Era le torri in fumo e i corpi ancora vivi che cadevano giù come fantocci. Era lo spazio bianco di Ground Zero. Per chiudere il conto si è dovuto andare in Afghanistan, fare la guerra, occupare, setac­ciare il territorio, passare in Irak, impiccare Saddam Hussein, scontare gli attentati di Londra e Madrid, sopravvivere in città blindate, guardare in faccia la guerra di civiltà, costruire muri lungo i confini dell’Occidente, irrompere in una villa in Paki­stan e quattordici minuti. I quat­tordici minuti sono quelli che so­no serviti per sparargli in faccia. Fonti del Pentagono hanno det­to alla Cnn che questa era una «killer operation»: «Dovevano uccidere Bin Laden e andarse­ne. Non avevano alcun interes­se a prenderlo vivo». Adesso stiamo qui a chiederci se sia stato giusto ammazzarlo. Forse è davvero meglio così. Non per vendetta. Non perché la morte di quest’uomo serva a qualcosa, anzi, per l’islam è già un santo, un martire. Ammazza­re qualcuno non è mai «giusti­zia ». Non lo è se lo fa un esercito, un boia di Stato, la sentenza di un giudice o un individuo. La morte di Osama non è una fac­cenda etica. E solo per questo forse non poteva che finire con la parola dead .

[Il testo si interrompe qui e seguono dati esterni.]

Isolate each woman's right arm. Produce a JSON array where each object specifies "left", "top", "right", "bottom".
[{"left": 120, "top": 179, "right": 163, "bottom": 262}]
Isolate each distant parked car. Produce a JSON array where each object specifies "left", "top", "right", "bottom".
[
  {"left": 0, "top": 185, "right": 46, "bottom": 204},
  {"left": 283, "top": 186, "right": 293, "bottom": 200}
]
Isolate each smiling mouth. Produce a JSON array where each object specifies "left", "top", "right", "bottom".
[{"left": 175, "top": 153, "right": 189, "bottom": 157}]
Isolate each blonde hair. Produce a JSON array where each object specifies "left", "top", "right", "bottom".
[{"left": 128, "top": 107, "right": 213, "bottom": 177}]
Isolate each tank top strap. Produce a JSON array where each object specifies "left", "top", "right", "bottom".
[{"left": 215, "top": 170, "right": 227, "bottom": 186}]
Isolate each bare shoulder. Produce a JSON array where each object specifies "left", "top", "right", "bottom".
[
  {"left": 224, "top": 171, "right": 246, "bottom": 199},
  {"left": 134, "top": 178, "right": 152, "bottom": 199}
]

La caccia a Bin Laden è stata una guerra, la ri­sposta americana a un fanta­sma funesto, a un nemico om­bra, a qualcosa che a lungo sem­brava non avere corpo, carne, ma era solo un video, una voce, una minaccia invisibile. La sua morte non è la soluzione, ma è la fine di un pezzo di guerra. L’America l’ha vinta, ma dopo una guerra i nemici, gli sconfitti, non si processano. O si perdonano o si ammazza­no. Obama non avrebbe avuto la forza per perdonare l’antiameri­ca. Nessuno l’avrebbe avuta.Po­teva portarlo davanti a un giudi­ce e aspettare un verdetto già scritto: giustiziatelo. La morte di Bin Laden scaccia via quelle scene di ipocrita giu­stizia, i processi alla storia dei tri­bunali internazionali, le Norim­berga nate per somministrare un analgesico alla coscienza o per dare una ragione morale al­la guerra.

No, questa volta non vedremo un Saddam Hussein camminare sul ponte dei sospi­ri, guardare la forca che oscilla su un catafalco di legno, la sua barba da misero uomo, le sue colpe lavate con il sangue del co­dice penale, il cappuccio nero in testa per non incrociare lo sguardo di chi un giorno era sta­to fin troppo potente e la fine con le gambe a penzoloni. Non vedremo questo, rasserenando­ci: ecco come muore un dittato­re. Ecco la fine del nemico nel nome della legge. È un’altra delle illusioni del Novecento. È il tentativo di ri­spondere alla domanda: cosa fa­re dei nemici sconfitti? Cesare al­cuni li perdonava, guardò la te­sta mozzata di Pompeo e chiuse gli occhi per l’orrore, fu irritato dal suicidio di Catone, ma Ver­cingetorige lo portò come tro­feo per il suo trionfo a Roma e poi lo fece strozzare nel carcere Mamertino. Ai re sconfitti si ta­gliavano le teste. Le guerre civili finivano con la ghigliottina. Na­pol­eone si consumò a Sant’Ele­na e se davvero lo avvelenarono fu per lui un gesto di pietà. Hitler ci pensò da solo e tutti si tolsero il pensiero.

La fine di Mussolini fu macabra e grottesca. Cattu­rarlo vivo, vestito da tedesco, fu il peggio che poteva capitare. La soluzione di un processo parti­giano in fretta e furia, sul posto, non aveva neppure la parvenza del diritto. L’immagine finale è piazzale Loreto, è un corpo mor­to che dondola accanto alle gambe fredde e nude dell’aman­te. La fucilazione della famiglia Ceausescu fu repentina, il pro­cesso comunque inutile. La Cia ha strappato la faccia di Osama con la scritta wanted. Questa guerra è finita. Ce ne sa­ranno altre. Quei quattordici mi­nuti non sprecano parole.

Nes­suna giuria dirà: guai ai vinti.